Tego rodzaju wypowiedzi nie powinny być rozpatrywane jako incydentalne. Są one elementem szerszej strategii Prawa i Sprawiedliwości, polegającej na delegitymizacji instytucji państwa, które po 15 października 2023 r. znalazły się poza kontrolą tej partii. Ministerstwo Sprawiedliwości pod kierownictwem Adama Bodnara prowadziło działania przywracające standardy praworządności – to proces trudny, wymagający, ale przede wszystkim legalny i transparentny. Dla polityków takich jak Czarnek legalność ta nie ma znaczenia – liczy się jedynie narracja oskarżenia i lęku.
W retoryce byłego ministra edukacji widać także osobliwy paradoks. Oto człowiek, który przez lata odpowiadał za kształtowanie świadomości obywatelskiej młodych ludzi, dziś posługuje się językiem otwarcie antyinstytucjonalnym, pozbawionym poszanowania dla reguł konstytucyjnych i orzeczeń niezależnych organów państwowych. Wypowiedzi takie nie tylko naruszają dobre obyczaje życia publicznego, ale podważają fundamenty debaty demokratycznej.
Warto również zwrócić uwagę na manipulacyjną funkcję przypisywania „szaleństwa” oponentom politycznym. Cytat: „A ponieważ ten rząd to jest jedno, czyste szaleństwo, więc żeby się utrzymać, to mógł zrobić tylko jeszcze większe szaleństwo” jest klasycznym przykładem strategii dehumanizacji. Przeciwnika politycznego nie przedstawia się jako kogoś o innych poglądach, ale jako byt irracjonalny, niebezpieczny, niemal obłąkany. To język, który ma nie tylko mobilizować własne zaplecze, ale przede wszystkim odcinać wyborców od jakiejkolwiek refleksji.
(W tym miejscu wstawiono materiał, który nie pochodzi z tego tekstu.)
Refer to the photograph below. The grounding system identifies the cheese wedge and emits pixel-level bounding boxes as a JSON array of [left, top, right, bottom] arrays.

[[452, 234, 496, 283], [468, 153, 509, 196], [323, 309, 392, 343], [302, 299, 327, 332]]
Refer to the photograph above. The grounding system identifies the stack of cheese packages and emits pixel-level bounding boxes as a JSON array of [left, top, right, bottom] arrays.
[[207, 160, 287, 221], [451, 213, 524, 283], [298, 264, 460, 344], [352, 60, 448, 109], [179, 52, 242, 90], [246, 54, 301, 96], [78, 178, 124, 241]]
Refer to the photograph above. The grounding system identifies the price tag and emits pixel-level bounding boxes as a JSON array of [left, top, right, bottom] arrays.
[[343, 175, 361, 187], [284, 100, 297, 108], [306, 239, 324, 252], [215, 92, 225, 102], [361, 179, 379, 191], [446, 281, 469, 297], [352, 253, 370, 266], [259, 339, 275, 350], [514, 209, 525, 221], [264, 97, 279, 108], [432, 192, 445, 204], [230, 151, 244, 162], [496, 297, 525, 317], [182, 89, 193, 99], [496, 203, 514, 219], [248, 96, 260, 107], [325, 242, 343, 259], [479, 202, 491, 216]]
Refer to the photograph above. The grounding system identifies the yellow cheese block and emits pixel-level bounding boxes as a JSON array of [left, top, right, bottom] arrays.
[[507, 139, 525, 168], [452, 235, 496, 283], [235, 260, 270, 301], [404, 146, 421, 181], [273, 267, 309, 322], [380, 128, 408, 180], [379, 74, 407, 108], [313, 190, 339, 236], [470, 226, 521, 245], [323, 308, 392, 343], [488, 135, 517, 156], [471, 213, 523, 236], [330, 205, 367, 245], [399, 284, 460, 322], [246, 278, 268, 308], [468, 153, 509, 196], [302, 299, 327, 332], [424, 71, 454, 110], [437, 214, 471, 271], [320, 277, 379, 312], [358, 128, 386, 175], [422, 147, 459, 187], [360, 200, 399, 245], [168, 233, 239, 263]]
Wreszcie, personalne ataki na sędziego Waldemara Żurka – jednego z symboli walki o niezależność sądów – mają również swój wymiar odstraszający. jeżeli „gwałcenie prawa” ma polegać na realizowaniu konstytucyjnych uprawnień, to Czarnek przedefiniowuje samo pojęcie legalizmu. Tym samym w oczach opinii publicznej zamazuje granicę między rządami prawa a bezprawiem, które przez osiem lat firmował jego własny obóz polityczny.
Mimo pozornej ostrości, te wypowiedzi nie są dowodem politycznej odwagi – raczej jej braku. Ich celem nie jest konfrontacja z faktami, ale produkcja chaosu. Czarnek nie buduje argumentów – on je unieważnia. Nie prowadzi debaty – on ją niszczy. Odpowiedzią na tę strategię musi być język faktów, instytucji i odpowiedzialności. W przeciwnym razie – w przestrzeni publicznej pozostaną już tylko krzyk i groteska.